Doce hombres sin piedad

MARÍA BASTIDA

MERCADOS

El presidente del Gobierno, Pedro Sánchez
El presidente del Gobierno, Pedro Sánchez CLAIDIA ALBA

31 jul 2022 . Actualizado a las 05:00 h.

Confieso que he perdido la cuenta de las veces que he visto la película que titula esta columna, en la que un inconmensurable Henry Fonda desmonta todos y cada uno de los argumentos de los miembros de un jurado popular hasta hacerles cambiar de decisión. Y recordaba esta semana esa sala de deliberaciones, al pensar en la propuesta del Gobierno de diseñar un impuesto extraordinario para compañías energéticas y bancos, motivada por los beneficios derivados de la actual coyuntura de precios, y de una parte de ese mismo Gobierno de acompañarla de «pena de cárcel» para el caso de que dicho impuesto signifique una subida de precios para los usuarios. Ahí es nada.

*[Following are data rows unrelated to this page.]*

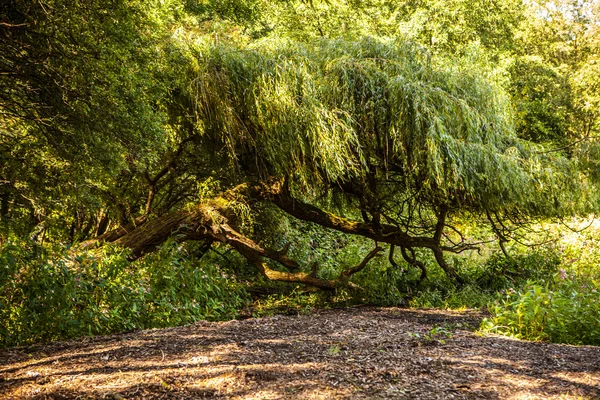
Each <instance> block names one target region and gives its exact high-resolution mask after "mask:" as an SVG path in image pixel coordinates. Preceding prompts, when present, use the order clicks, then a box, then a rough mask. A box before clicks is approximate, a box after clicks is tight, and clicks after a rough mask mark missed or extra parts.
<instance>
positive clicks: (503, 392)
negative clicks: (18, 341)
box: [0, 308, 600, 400]
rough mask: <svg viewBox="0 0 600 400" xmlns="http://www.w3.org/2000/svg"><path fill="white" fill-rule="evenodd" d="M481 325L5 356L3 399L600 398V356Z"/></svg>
mask: <svg viewBox="0 0 600 400" xmlns="http://www.w3.org/2000/svg"><path fill="white" fill-rule="evenodd" d="M480 318H481V316H480V315H477V314H475V313H469V312H465V313H458V312H447V311H437V310H406V309H397V308H351V309H347V310H325V311H319V312H316V313H315V314H312V315H299V316H274V317H268V318H261V319H247V320H241V321H229V322H199V323H196V324H194V325H190V326H186V327H181V328H171V329H162V330H148V331H141V332H134V333H128V334H121V335H112V336H104V337H96V338H87V339H83V340H78V341H70V342H60V343H52V344H49V345H44V346H36V347H29V348H17V349H6V350H0V398H3V399H21V398H33V399H73V398H79V399H114V400H120V399H198V398H224V399H451V398H454V399H473V398H480V399H545V398H548V399H571V398H573V399H580V398H583V399H600V347H591V346H580V347H576V346H566V345H554V344H547V343H531V342H525V341H519V340H513V339H508V338H504V337H500V336H492V337H490V336H488V337H481V336H478V335H477V334H475V333H474V332H473V331H472V330H473V329H474V328H475V327H476V326H477V325H478V323H479V320H480ZM434 328H435V329H434ZM432 329H433V331H432ZM436 331H437V334H435V333H436Z"/></svg>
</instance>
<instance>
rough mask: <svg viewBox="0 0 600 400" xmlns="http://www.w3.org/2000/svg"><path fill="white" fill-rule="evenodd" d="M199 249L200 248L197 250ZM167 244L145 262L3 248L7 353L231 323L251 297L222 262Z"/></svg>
mask: <svg viewBox="0 0 600 400" xmlns="http://www.w3.org/2000/svg"><path fill="white" fill-rule="evenodd" d="M192 247H193V245H192ZM191 250H193V248H190V246H182V245H178V244H177V243H175V242H169V243H166V244H165V245H164V246H163V247H162V248H161V250H160V251H158V252H156V253H154V254H151V255H149V256H147V257H145V258H144V259H143V260H139V261H137V262H136V263H135V264H133V263H130V262H129V261H128V260H127V253H126V252H124V251H123V250H121V249H117V248H107V249H105V251H104V253H103V254H101V255H99V256H98V255H96V256H94V255H91V254H86V253H75V254H73V252H72V251H71V250H70V249H68V248H54V249H44V248H41V247H40V246H38V245H34V244H27V243H15V242H7V243H5V244H4V245H3V246H2V248H0V346H14V345H22V344H29V343H34V342H40V341H49V340H55V339H64V338H73V337H78V336H83V335H96V334H106V333H111V332H119V331H127V330H132V329H141V328H153V327H165V326H173V325H180V324H185V323H190V322H193V321H196V320H199V319H212V320H216V319H227V318H232V317H235V316H236V315H237V312H238V310H240V309H242V308H244V306H245V305H246V304H247V299H248V296H247V294H246V292H245V291H244V290H243V289H242V288H241V287H240V286H239V285H238V284H237V283H236V282H235V281H234V280H233V279H231V278H230V277H229V276H228V273H227V272H226V271H224V270H223V269H222V268H220V267H219V266H218V265H217V264H216V263H210V262H199V261H197V260H196V259H194V257H189V256H188V254H187V253H188V252H189V251H191Z"/></svg>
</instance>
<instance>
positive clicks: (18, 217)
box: [0, 0, 600, 346]
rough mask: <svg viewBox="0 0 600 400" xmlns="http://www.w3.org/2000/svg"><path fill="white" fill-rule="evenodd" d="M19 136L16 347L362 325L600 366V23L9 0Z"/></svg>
mask: <svg viewBox="0 0 600 400" xmlns="http://www.w3.org/2000/svg"><path fill="white" fill-rule="evenodd" d="M0 111H1V113H0V269H1V272H0V343H1V344H2V345H4V346H7V345H18V344H27V343H32V342H38V341H46V340H52V339H57V338H67V337H77V336H81V335H88V334H89V335H93V334H100V333H106V332H115V331H123V330H130V329H137V328H147V327H160V326H170V325H176V324H183V323H187V322H191V321H194V320H197V319H203V318H204V319H225V318H233V317H236V316H240V315H261V314H265V313H272V312H281V311H284V312H303V311H309V310H310V309H312V308H313V307H325V306H332V305H334V306H335V305H349V304H364V303H368V304H380V305H401V306H414V307H450V308H460V307H481V308H487V309H489V310H490V312H491V317H490V318H489V319H488V320H487V321H485V322H484V325H483V326H482V329H484V330H488V331H493V332H499V333H506V334H511V335H515V336H518V337H524V338H529V339H538V340H552V341H557V342H567V343H588V344H600V292H599V290H598V285H599V284H600V267H599V261H600V251H599V249H598V246H597V242H598V241H599V240H600V225H598V224H597V221H596V220H595V219H594V217H593V215H594V213H596V212H598V209H599V207H600V201H599V200H600V199H599V198H598V195H597V193H598V190H597V185H598V183H599V182H598V180H599V179H600V165H599V162H600V143H599V141H598V136H599V134H600V3H599V2H598V1H595V0H594V1H581V0H556V1H549V2H545V3H543V4H541V3H537V2H534V1H520V0H510V1H502V2H500V1H495V0H477V1H466V0H431V1H385V0H372V1H341V0H330V1H321V0H312V1H301V0H298V1H296V0H276V1H262V0H214V1H213V0H207V1H191V0H190V1H177V0H161V1H154V0H151V1H137V0H130V1H99V0H87V1H63V0H44V1H35V2H33V1H18V0H9V1H5V2H3V3H2V5H0ZM584 228H585V229H584Z"/></svg>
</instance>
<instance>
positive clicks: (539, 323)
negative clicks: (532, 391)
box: [482, 270, 600, 345]
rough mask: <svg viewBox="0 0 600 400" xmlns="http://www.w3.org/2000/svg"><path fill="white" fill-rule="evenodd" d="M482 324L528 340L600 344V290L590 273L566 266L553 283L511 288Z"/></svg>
mask: <svg viewBox="0 0 600 400" xmlns="http://www.w3.org/2000/svg"><path fill="white" fill-rule="evenodd" d="M492 315H493V316H492V317H491V318H489V319H486V320H485V321H484V322H483V324H482V328H483V330H484V331H487V332H495V333H500V334H505V335H510V336H514V337H517V338H522V339H528V340H544V341H551V342H554V343H570V344H590V345H600V291H599V290H598V288H597V286H596V285H595V284H594V281H593V280H592V279H591V278H590V277H587V276H579V277H577V276H575V275H574V274H569V273H567V272H566V271H565V270H561V271H560V272H559V273H557V274H556V276H555V279H554V280H553V281H552V282H549V283H545V284H544V283H539V282H533V281H532V282H529V283H528V284H527V285H526V286H525V287H524V288H523V289H521V290H514V289H509V290H507V291H505V292H504V293H502V294H501V297H500V298H499V299H498V301H497V303H496V305H495V306H494V307H493V308H492Z"/></svg>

En el análisis de la decisión fiscal concurren dos fuerzas tradicionalmente conocidas: ni se le ponen puertas al campo, ni se le piden peras al olmo. Lo primero tiene que ver con la tendencia general en la UE, pues todo parece indicar que el impuesto a las eléctricas será general en los países miembros. Es más, en este sector parece claro que la sucesión de malas decisiones —un sistema marginalista ineficaz e ineficiente en situaciones extraordinarias como la actual, y la poco efectiva excepción ibérica— ha derivado en unos ingresos que exceden lo razonable. Lo de la banca es harina de otro costal, pues asumir que la subida de tipos de interés conducirá también a unos mayores beneficios es mucho suponer. Es más, esta asociación ignora —por ejemplo— que en etapas de crisis como la que previsiblemente se avecina aumenta exponencialmente la morosidad, lo que no solamente anula los beneficios sino muchas veces el propio negocio.

Vayamos ahora al olmo y sus peras. Se nos asegura que esos impuestos no se trasladarán a los precios, pues se va a prohibir por ley. Y para quienes pensamos que eso es como derogar las leyes de Newton, se nos dice que quien lo intente será condenado a pena de cárcel. Y ahí, o nos reímos, o reflexionamos sobre la extrema gravedad de la propuesta. Porque para poder materializar esta amenaza, primero habrá que saber si un cambio de precios es motivado por una repercusión de impuestos o cualquiera de los mil motivos que subyacen a los sistemas de fijación. Y como esto es imposible, la alternativa es partir de la base de que, efectivamente, la razón es precisamente la penada por ley. Arbitrariedad extrema, y presunción de culpabilidad. Seguro que nos suena.